# Horn howler fron red hat calls



## Rdug113 (Apr 15, 2013)

Rick made my year when he gifted me this gorgeous horn howler! Now if I can only learn to make the right noises with it ! LOL


----------



## dwtrees (Mar 5, 2012)

Nice looking call - Keep practicing and you will get the sound you want.


----------



## 220swift (Mar 2, 2011)

another beautiful horn Rick!!!!


----------



## Rick Howard (Feb 25, 2012)

Well..... He did sand it..... And a few other horns too. If you look close you will see there is a fitting at the base of the reed for a reed protector. Not sure Ralph noticed that yet.....

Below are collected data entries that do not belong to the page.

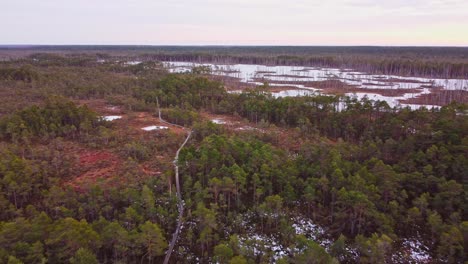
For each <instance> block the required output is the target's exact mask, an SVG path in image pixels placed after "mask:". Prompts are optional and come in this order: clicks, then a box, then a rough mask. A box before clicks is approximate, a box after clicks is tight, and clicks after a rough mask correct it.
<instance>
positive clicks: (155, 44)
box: [0, 44, 468, 48]
mask: <svg viewBox="0 0 468 264" xmlns="http://www.w3.org/2000/svg"><path fill="white" fill-rule="evenodd" d="M92 46H97V47H381V48H413V47H414V48H468V45H466V46H463V45H367V44H356V45H339V44H321V45H294V44H280V45H274V44H0V48H4V47H13V48H31V47H92Z"/></svg>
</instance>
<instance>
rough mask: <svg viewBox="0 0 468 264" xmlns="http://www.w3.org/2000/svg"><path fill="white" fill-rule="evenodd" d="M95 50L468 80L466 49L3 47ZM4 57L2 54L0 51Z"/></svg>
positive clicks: (226, 61)
mask: <svg viewBox="0 0 468 264" xmlns="http://www.w3.org/2000/svg"><path fill="white" fill-rule="evenodd" d="M38 52H39V53H50V52H52V53H62V54H71V53H74V54H76V53H82V54H83V55H85V54H88V55H89V53H93V54H96V55H98V56H100V57H102V56H101V55H104V54H106V55H114V56H123V57H127V58H133V59H134V58H135V56H137V57H138V58H139V59H142V60H161V61H191V62H214V63H246V64H267V65H298V66H316V67H334V68H352V69H355V70H359V71H364V72H369V73H376V74H395V75H406V76H424V77H433V78H468V48H465V47H375V46H372V47H371V46H355V47H333V46H327V47H324V46H0V53H2V54H3V55H4V56H5V54H7V55H8V54H10V55H12V56H14V57H16V56H21V54H23V55H26V54H28V55H30V54H32V53H38ZM0 55H1V54H0Z"/></svg>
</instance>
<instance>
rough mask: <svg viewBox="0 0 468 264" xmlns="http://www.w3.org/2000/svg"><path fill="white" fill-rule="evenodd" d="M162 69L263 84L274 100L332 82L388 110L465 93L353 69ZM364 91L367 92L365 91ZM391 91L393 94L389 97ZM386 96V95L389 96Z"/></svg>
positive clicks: (167, 62) (428, 79)
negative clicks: (383, 106)
mask: <svg viewBox="0 0 468 264" xmlns="http://www.w3.org/2000/svg"><path fill="white" fill-rule="evenodd" d="M164 66H165V67H166V68H167V69H168V70H169V71H170V72H174V73H184V72H190V71H191V70H192V68H193V67H196V66H208V67H209V68H210V69H211V73H212V74H214V75H218V76H226V77H230V78H234V79H237V80H238V81H239V82H243V83H247V84H251V85H262V84H263V83H264V82H268V84H269V85H270V86H272V87H274V86H277V87H281V88H283V89H276V91H275V92H273V93H272V94H273V96H275V97H286V96H304V95H312V94H317V93H322V91H323V89H322V88H320V87H317V86H316V85H315V84H318V83H323V82H326V81H335V82H338V83H339V84H342V85H344V86H346V87H348V88H352V89H354V91H352V92H344V94H345V95H348V96H351V97H356V98H358V99H360V98H363V97H365V96H367V97H368V98H369V99H371V100H382V101H386V102H387V103H388V104H389V106H390V107H394V106H399V105H400V106H409V107H411V108H413V109H414V108H419V107H421V106H426V107H428V108H432V107H439V106H437V105H427V104H419V103H403V102H402V101H404V100H407V99H412V98H417V97H419V96H421V95H424V94H426V95H427V94H431V93H432V92H433V91H440V90H452V91H455V90H461V91H468V80H466V79H436V78H434V79H431V78H422V77H407V76H397V75H381V74H369V73H364V72H358V71H354V70H353V69H336V68H322V67H302V66H266V65H256V64H211V63H193V62H165V63H164ZM366 90H367V91H366ZM392 91H397V92H395V93H393V94H392ZM389 92H390V95H389Z"/></svg>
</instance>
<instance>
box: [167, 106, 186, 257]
mask: <svg viewBox="0 0 468 264" xmlns="http://www.w3.org/2000/svg"><path fill="white" fill-rule="evenodd" d="M158 111H159V120H160V121H161V122H162V123H166V124H169V125H172V126H177V127H181V128H182V129H185V127H183V126H179V125H176V124H172V123H169V122H167V121H166V120H164V119H162V117H161V109H160V108H159V103H158ZM192 132H193V131H192V130H189V133H188V135H187V138H185V141H184V143H182V145H180V147H179V149H178V150H177V152H176V155H175V157H174V161H173V162H172V163H173V164H174V171H175V179H176V192H177V201H178V206H177V207H178V210H179V218H178V220H177V227H176V230H175V231H174V234H172V240H171V243H170V244H169V249H168V250H167V251H166V257H165V258H164V264H168V263H169V259H170V258H171V254H172V251H174V247H175V244H176V243H177V239H178V237H179V234H180V230H181V229H182V218H183V216H184V200H182V194H181V192H180V181H179V166H178V165H177V163H178V161H179V153H180V151H181V150H182V149H183V148H184V146H185V144H187V142H188V141H189V139H190V136H192Z"/></svg>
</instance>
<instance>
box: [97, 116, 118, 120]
mask: <svg viewBox="0 0 468 264" xmlns="http://www.w3.org/2000/svg"><path fill="white" fill-rule="evenodd" d="M101 118H102V120H104V121H114V120H117V119H121V118H122V116H101Z"/></svg>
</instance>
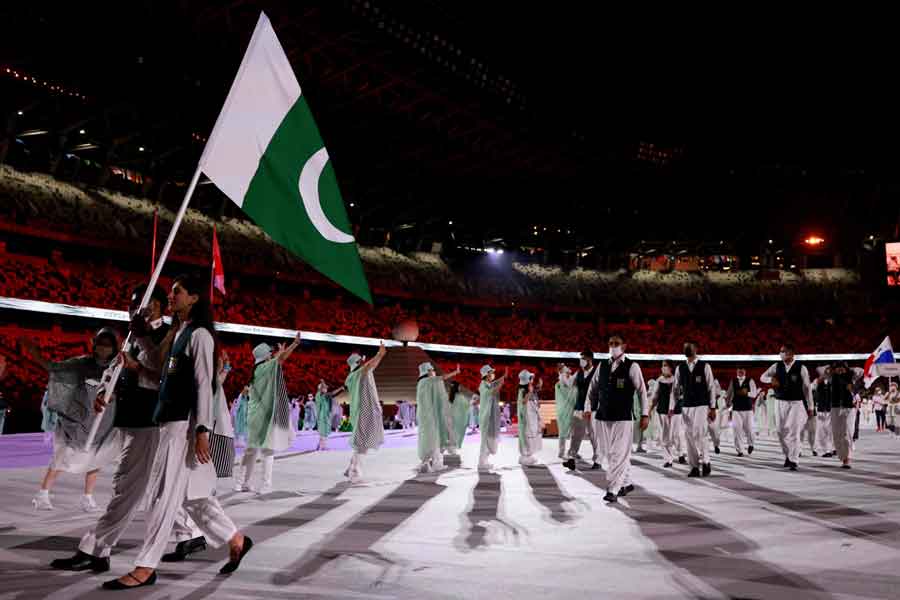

Ralph was over for a bit this afternoon and is progressing quicky with his new call. He has reached the point of being effective in a few days.


----------



## Rick Howard (Feb 25, 2012)

Thanks Mike. I will have some more finished up in a few days.


----------



## sneakygroundbuzzard (Nov 1, 2012)

now thats what neighbors are for

great looking call


----------



## Rdug113 (Apr 15, 2013)

Yeah, he didn't tell me till I finished sanding the black palm call that I have to make the tone board too! Damn sneaky way to get me into making calls.


----------



## prairiewolf (Feb 19, 2012)

Great looking horn howler ! Talking about horns, has anybody heard from Scott ?


----------



## Rick Howard (Feb 25, 2012)

Thanks SGB.


----------



## Ruger (Jan 22, 2011)

a beauty!!!


----------



## CMGC (Jan 6, 2013)

Beautiful howler Rick. Love the horn.


----------



## youngdon (Mar 10, 2010)

Another beauty Rick. I bet it sounds as good as it looks. You keep at it Ralph, he'll have you doin' the dishes before long.


----------



## Rdug113 (Apr 15, 2013)

Youngdon, the washer and dryer are IN his shop! Lmoa


----------



## jswift (Dec 24, 2012)

Good looking call.


----------



## Rick Howard (Feb 25, 2012)

Thank you fellas


----------